In the markets, there are a number of different kinds of investors. There are institutional investors, large, corporate interests that are staffed by full-time investment managers and bring millions (or billions) of dollars to the table. There are also professional investment funds, such as hedge funds and private equity funds, that manage money for others and do so on a full-time basis. And then there are so-called “retail” investors.
But what does that term mean?
It’s pretty simple. Retail investors are you and me. A retail investor is a non-professional investor who buys and sells securities through brokerage firms or savings accounts like a 401(k). They are regular people who are involved in the market on some level.
And there are a lot of us. In fact, over half of Americans, either personally or jointly with a spouse, report that they own at least one share of stock directly or through investment vehicles, like a self-directed 401(k) or IRA, according to the Securities and Exchange Commission (SEC).
Those are the retail investors of the world.
As a rule, retail investors are different from institutional investors, which are people or entities that trade securities in large enough quantities that they qualify for preferential treatment and lower fees.
Institutional investors are big—think mutual funds, pensions, or university endowments. In addition to more buying power, they have the primary goal of delivering returns to their investors.
Retail investors, however, are usually driven by personal goals, including planning for retirement, saving for their children’s education, or financing a large purchase such as a home.
Retail investors also typically trade in much smaller amounts than institutional investors. Because of that, retail investors typically have to pay higher fees on trades, in addition to marketing, commission, and other related fees. But, the retail investor is not alone; the SEC considers retail investors “unsophisticated” investors by definition, and as such they are afforded certain protections and barred from making certain risky, complex investments.
For instance, most retail investors are not legally allowed to invest in risky vehicles such as hedge funds. You need to be accredited for that, and bring a sizeable minimum investment (often in the millions) to the table.
Retail investing can happen in a few different ways: directly by the investor (such as via your broker’s website), through a retail broker (who acts at the direction of these individuals), through a managed account (whereby the account manager makes the buy and sell decisions for the individual), and through an investment clubs (groups of people who pool their money to invest).
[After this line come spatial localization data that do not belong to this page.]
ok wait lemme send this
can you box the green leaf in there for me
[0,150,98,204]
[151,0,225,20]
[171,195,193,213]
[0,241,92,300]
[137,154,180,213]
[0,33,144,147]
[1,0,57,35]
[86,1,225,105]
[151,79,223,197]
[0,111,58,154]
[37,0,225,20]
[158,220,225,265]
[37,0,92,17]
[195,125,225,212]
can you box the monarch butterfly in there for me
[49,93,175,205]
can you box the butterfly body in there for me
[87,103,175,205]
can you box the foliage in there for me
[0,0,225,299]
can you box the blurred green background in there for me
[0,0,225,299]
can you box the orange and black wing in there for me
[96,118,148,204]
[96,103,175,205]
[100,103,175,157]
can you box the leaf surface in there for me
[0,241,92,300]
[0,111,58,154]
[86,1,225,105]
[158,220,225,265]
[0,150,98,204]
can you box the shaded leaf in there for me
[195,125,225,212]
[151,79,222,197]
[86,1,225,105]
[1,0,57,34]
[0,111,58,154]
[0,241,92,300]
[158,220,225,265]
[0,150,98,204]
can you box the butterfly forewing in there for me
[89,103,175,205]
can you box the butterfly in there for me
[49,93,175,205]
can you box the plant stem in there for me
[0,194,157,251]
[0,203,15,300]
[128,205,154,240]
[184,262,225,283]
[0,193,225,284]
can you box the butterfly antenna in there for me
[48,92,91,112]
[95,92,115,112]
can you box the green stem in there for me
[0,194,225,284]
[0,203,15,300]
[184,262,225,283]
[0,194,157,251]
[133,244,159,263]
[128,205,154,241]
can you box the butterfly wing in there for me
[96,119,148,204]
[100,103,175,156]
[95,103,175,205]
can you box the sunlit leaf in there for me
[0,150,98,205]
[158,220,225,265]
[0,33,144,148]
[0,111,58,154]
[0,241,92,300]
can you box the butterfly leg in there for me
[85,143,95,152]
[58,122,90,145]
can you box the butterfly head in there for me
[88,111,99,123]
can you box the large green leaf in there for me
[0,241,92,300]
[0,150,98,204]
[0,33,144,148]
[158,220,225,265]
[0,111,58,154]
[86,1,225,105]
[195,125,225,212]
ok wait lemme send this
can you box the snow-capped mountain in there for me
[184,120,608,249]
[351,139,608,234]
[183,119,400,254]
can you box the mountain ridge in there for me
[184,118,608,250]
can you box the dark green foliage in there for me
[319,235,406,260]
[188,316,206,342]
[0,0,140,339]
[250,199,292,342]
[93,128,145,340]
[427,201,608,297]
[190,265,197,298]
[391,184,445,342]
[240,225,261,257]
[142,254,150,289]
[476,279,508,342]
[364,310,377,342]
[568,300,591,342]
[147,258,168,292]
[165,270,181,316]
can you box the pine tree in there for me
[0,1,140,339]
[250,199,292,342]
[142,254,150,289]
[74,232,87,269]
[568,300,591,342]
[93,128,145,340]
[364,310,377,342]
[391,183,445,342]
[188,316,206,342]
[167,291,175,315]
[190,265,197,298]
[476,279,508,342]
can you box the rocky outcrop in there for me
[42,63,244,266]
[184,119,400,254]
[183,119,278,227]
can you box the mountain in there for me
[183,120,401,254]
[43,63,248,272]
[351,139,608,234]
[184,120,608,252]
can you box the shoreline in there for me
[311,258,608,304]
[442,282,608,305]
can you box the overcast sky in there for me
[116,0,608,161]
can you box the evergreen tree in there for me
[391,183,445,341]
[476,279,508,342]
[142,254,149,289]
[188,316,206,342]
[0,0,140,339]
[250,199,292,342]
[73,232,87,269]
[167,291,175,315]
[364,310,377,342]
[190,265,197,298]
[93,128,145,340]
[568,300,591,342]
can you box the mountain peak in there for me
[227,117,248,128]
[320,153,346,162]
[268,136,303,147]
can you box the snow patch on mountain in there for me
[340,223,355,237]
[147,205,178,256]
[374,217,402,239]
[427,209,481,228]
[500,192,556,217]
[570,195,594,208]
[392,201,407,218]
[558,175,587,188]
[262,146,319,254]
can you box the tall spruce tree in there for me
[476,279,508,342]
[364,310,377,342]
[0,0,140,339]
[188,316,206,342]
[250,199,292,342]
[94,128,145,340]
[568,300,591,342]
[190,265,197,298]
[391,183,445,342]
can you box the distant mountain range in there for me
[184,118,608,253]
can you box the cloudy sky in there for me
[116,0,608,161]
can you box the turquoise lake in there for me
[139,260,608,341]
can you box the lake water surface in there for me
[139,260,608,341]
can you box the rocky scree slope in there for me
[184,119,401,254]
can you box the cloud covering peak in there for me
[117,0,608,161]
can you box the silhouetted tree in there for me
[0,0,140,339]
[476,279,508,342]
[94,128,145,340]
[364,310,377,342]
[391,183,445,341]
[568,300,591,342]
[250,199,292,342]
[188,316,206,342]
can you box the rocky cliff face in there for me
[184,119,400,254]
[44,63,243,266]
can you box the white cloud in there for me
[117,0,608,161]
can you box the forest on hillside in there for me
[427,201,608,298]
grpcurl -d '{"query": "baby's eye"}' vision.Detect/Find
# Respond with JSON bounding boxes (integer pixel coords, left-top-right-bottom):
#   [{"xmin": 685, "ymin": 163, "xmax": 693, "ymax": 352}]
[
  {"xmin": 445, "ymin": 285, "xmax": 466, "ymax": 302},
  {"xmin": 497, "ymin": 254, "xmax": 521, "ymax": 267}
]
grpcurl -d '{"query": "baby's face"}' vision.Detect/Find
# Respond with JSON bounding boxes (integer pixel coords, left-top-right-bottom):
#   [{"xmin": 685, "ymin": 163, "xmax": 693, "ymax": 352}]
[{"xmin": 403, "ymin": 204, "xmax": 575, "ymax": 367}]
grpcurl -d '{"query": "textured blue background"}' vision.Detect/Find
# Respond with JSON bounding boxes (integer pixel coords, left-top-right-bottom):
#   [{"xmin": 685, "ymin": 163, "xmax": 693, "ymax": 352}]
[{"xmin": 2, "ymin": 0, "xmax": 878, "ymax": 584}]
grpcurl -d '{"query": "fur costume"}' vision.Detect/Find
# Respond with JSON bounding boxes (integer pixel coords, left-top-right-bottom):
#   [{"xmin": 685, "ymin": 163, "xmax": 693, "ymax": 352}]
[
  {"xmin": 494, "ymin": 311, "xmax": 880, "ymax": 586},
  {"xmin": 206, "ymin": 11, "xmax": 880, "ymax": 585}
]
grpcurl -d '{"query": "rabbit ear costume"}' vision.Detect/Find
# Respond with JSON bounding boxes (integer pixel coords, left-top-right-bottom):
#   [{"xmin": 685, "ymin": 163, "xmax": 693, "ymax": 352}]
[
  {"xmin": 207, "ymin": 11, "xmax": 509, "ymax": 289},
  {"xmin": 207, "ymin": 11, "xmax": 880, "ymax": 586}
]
Among these, there is no one accepted way to invest that is considered the “best,” but in order to win as a retail investor it’s important to build up an investment strategy that reflects not only your financial goals but your place in the hierarchy of the investing world.
Because, as a retail investor, you are the little guy on the team. Instead of using a similar strategy to large institutional investors, like mutual funds, it’s important to play to your strengths and advantages.
Take your time: Retail investors don’t have to be in a rush to buy and sell, like larger investors that often feel a push as the steward of the investments of many. With that in mind, retail investors should take the time to make sure any move is the right one before they cut any losses or decide to sell high.
Do your research: Retail investors do not have the advantage of the institutional knowledge that that larger investors do, nor do they have multiple sets of eyes on their investments at any given moment. So, retail investors should research their investments as thoroughly as possible before investing using multiple resources, which may or may not mean engaging a financial advisor. Retail investors should also consistently keep a close eye on their portfolio.
3. Look for quality in your investments: With less buying power than the big guys, retail investors should also focus on quality over quantity. Regardless of their specific strategy, they should consistently seek stocks that have the potential to grow
4. Concentrate in winning sectors: Again, with less buying power, retail investors should weigh concentration with diversification. Diversifying a portfolio offers certain benefits, like protecting against volatility. But, it can also limit gains. Concentrating resources on well-chosen and carefully monitored stocks can help the retail investor win big.
5. Don’t ignore your own personal interests. Whether a retail investor has a hobby interest in new technology advances, feels committed to sustainability initiatives, or follows the big stock market players closely, putting at least some investments in the sphere where their interests are is a good rule. If nothing else, you’ll likely know more about these markets anyway and have a built-in excuse to research them deeply and keep up with new developments that might impact your investments.